Find the file (probably in your downloads folder). On Macs, opening the file will unzip it. On Windows, you’ll right-click and hit “extract”. Then navigate to the new folder named tidyverse_koans-main and double click on the R project tidyversekoans.Rproj. RStudio should open. If it doesn’t, open RStudio and go to File > Open Project and then find tidyversekoans.Rproj.
In RStudio, go to the lower righthand panel and hit the folder R. This takes you to a list of 20 exercises (koans) you’ll complete as homework over the course of the quarter. The first 3 (K01_vector, K02_tibble, and K03_pipe`) will be due before next class.

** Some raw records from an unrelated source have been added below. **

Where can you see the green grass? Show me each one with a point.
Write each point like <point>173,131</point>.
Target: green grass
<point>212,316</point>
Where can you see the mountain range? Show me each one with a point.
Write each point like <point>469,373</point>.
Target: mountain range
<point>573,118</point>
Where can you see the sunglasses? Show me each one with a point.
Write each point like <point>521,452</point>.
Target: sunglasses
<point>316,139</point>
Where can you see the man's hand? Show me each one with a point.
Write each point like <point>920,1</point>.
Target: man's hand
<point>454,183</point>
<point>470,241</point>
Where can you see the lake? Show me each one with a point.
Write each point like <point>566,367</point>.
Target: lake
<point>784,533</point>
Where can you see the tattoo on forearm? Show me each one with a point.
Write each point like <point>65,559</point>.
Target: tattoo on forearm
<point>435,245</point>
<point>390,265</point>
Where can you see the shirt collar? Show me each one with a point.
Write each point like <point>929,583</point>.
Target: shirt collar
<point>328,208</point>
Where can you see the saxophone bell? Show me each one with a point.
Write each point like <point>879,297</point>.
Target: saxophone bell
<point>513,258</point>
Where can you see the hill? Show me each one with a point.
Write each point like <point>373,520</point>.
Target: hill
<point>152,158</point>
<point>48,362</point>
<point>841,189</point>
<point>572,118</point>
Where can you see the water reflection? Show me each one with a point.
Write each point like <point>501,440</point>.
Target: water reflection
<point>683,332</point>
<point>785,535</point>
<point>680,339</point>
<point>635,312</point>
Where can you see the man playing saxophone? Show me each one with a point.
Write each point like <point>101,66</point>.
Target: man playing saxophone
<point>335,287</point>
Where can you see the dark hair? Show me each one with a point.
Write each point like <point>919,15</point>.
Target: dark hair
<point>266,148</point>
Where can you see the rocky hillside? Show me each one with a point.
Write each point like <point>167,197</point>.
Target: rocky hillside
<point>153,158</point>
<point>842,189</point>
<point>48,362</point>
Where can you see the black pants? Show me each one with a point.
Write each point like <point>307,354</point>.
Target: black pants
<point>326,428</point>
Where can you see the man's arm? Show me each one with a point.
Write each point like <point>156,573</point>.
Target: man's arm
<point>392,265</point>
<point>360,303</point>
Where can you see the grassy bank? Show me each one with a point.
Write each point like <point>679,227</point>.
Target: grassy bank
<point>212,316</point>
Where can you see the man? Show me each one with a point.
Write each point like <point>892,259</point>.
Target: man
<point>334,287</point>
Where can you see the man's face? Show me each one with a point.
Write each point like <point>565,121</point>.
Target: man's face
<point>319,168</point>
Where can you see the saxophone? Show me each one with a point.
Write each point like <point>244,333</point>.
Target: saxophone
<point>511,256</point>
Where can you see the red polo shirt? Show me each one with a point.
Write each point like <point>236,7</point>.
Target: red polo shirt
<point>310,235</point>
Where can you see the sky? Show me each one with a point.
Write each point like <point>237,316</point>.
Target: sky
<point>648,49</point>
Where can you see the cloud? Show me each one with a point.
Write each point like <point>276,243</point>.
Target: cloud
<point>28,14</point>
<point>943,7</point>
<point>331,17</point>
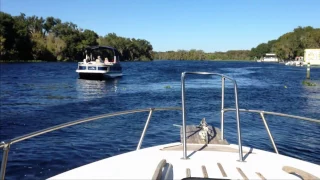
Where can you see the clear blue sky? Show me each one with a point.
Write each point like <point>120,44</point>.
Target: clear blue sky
<point>210,25</point>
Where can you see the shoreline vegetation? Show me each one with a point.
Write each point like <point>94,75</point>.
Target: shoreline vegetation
<point>30,38</point>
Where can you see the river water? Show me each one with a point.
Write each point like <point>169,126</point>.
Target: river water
<point>39,95</point>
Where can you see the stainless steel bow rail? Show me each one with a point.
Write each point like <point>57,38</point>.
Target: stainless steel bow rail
<point>223,110</point>
<point>6,144</point>
<point>223,78</point>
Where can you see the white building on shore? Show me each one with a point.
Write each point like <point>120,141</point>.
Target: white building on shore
<point>312,56</point>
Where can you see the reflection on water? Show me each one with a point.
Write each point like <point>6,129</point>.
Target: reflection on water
<point>90,89</point>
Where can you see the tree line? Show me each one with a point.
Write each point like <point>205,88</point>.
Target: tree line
<point>50,39</point>
<point>287,46</point>
<point>291,44</point>
<point>194,54</point>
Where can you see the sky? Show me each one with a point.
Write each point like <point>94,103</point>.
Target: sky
<point>209,25</point>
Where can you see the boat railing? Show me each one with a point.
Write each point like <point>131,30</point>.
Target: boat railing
<point>183,96</point>
<point>5,145</point>
<point>236,109</point>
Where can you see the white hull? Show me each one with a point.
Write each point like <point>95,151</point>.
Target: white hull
<point>141,164</point>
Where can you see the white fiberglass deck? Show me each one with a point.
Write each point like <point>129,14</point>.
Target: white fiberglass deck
<point>142,164</point>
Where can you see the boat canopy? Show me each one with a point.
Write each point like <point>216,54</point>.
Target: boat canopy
<point>91,48</point>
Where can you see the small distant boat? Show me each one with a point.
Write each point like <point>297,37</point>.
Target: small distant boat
<point>297,62</point>
<point>101,62</point>
<point>270,57</point>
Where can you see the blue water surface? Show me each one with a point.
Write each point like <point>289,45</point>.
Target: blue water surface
<point>35,96</point>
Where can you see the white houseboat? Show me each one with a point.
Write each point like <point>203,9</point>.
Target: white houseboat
<point>101,62</point>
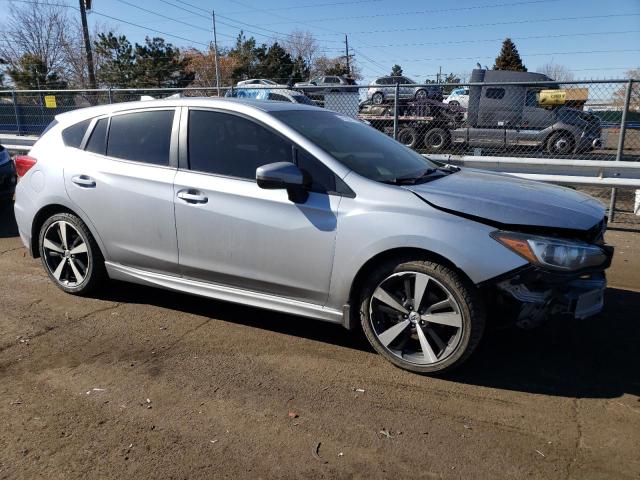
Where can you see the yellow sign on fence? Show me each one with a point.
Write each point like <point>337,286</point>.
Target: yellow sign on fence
<point>50,101</point>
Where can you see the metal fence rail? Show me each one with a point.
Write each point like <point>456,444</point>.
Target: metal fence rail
<point>595,120</point>
<point>482,124</point>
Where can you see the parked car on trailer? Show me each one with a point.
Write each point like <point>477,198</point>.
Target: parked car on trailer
<point>280,95</point>
<point>383,89</point>
<point>458,97</point>
<point>301,210</point>
<point>319,86</point>
<point>259,83</point>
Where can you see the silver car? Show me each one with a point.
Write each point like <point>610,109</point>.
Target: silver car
<point>383,90</point>
<point>297,209</point>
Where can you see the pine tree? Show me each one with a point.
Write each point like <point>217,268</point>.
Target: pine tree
<point>509,58</point>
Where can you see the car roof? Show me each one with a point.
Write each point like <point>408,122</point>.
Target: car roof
<point>231,104</point>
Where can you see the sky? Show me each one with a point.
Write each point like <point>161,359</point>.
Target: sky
<point>592,38</point>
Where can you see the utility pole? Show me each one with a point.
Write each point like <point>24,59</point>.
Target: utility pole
<point>346,45</point>
<point>84,6</point>
<point>215,51</point>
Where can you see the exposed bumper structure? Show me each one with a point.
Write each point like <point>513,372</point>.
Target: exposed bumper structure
<point>532,296</point>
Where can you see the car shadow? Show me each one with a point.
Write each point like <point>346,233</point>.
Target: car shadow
<point>8,225</point>
<point>593,358</point>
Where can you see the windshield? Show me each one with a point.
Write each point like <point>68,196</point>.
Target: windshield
<point>359,147</point>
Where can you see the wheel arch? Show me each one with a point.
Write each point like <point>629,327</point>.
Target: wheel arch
<point>399,254</point>
<point>46,212</point>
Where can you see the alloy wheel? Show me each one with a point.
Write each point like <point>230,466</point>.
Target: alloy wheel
<point>416,318</point>
<point>66,253</point>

Open the first koan: K01_vector.R. Before you start, modify 2 keybindings:
First, make it so that you can hit Cmd/Ctrl Shift K to compile a notebook:
Macs: Tools > Modify keyboard shortcuts > filter for Compile Notebook > Cmd Shift K > Apply
Windows: Tools > Modify keyboard shortcuts > filter for Compile Notebook > Ctrl Shift K > Apply
Second, make it so that you can hit Cmd/Ctrl Shift T to run the test for only the active koan instead of all the koans:
Macs: Tools > Modify keyboard shortcuts > Run a test file > Cmd Shift T > Apply
Windows: Tools > Modify keyboard shortcuts > Run a test file > Ctrl Shift T > Apply
Now hit Cmd/Ctrl Shift T (Cmd Shift T on a mac; Ctrl Shift T on windows). You’ve just tested the first koan. You should see:
[ FAIL 0 | WARN 0 | SKIP 10 | PASS 0 ]
What does this mean? If there are errors in your R script, the test will not complete. Since it completed, you know there are no errors. Since FAIL is 0, you also haven’t failed any of the questions yet. But PASS is also 0, so you haven’t passed the questions either. Since they’re blank right now, the test will skip them. That’s why SKIP is 10.
The tests are meant to help you figure out whether you’re on the right track, but they’re not perfect: if you keep failing the tests but you think your answer is correct, don’t spend too much time worrying about it. The tests are sometimes a little fragile… They’re a work in progress!
Go ahead and start working on the koans and learning about the tidyverse! There’s no need to wait until they’re due to start the koans. I find that the students who end up becoming the strongest programmers spend a lot of time making sure their koans are well done.
When you’re finished with a koan, make sure to run the tests one last time (Ctrl/Cmd Shift T) and then publish an html version of the document (Ctrl/Cmd Shift K, and if that doesn’t do anything, change the keybinding for File > Compile Report to be Ctrl/Cmd Shift K).
One last thing: whenever you want to work on the koans, make sure you open RStudio by opening the tidyverse_koans-main project, not just the individual koan file. If you open the koans in a session that’s not associated with the tidyverse_koans-main project, the tests will fail to run. You can always see which project your current session is being associated with by looking at the upper right hand corner of RStudio: if you’re in the tidyverse_koans-main project, you’ll see tidyverse_koans-main up there. That’s good. If you’re in no project at all, you’ll see Project: (None) up there. That’s not good, especially if you want the tests to run. If you see Project: (None), just click that text and you’ll be able to switch over to the tidyverse_koans-main project.





Homework 1: Koans 1-3
As you complete each koan, fill out this website. It will give you feedback as you go and when you finish, it will give you a pdf to download and submit to Canvas as evidence you completed the assignment.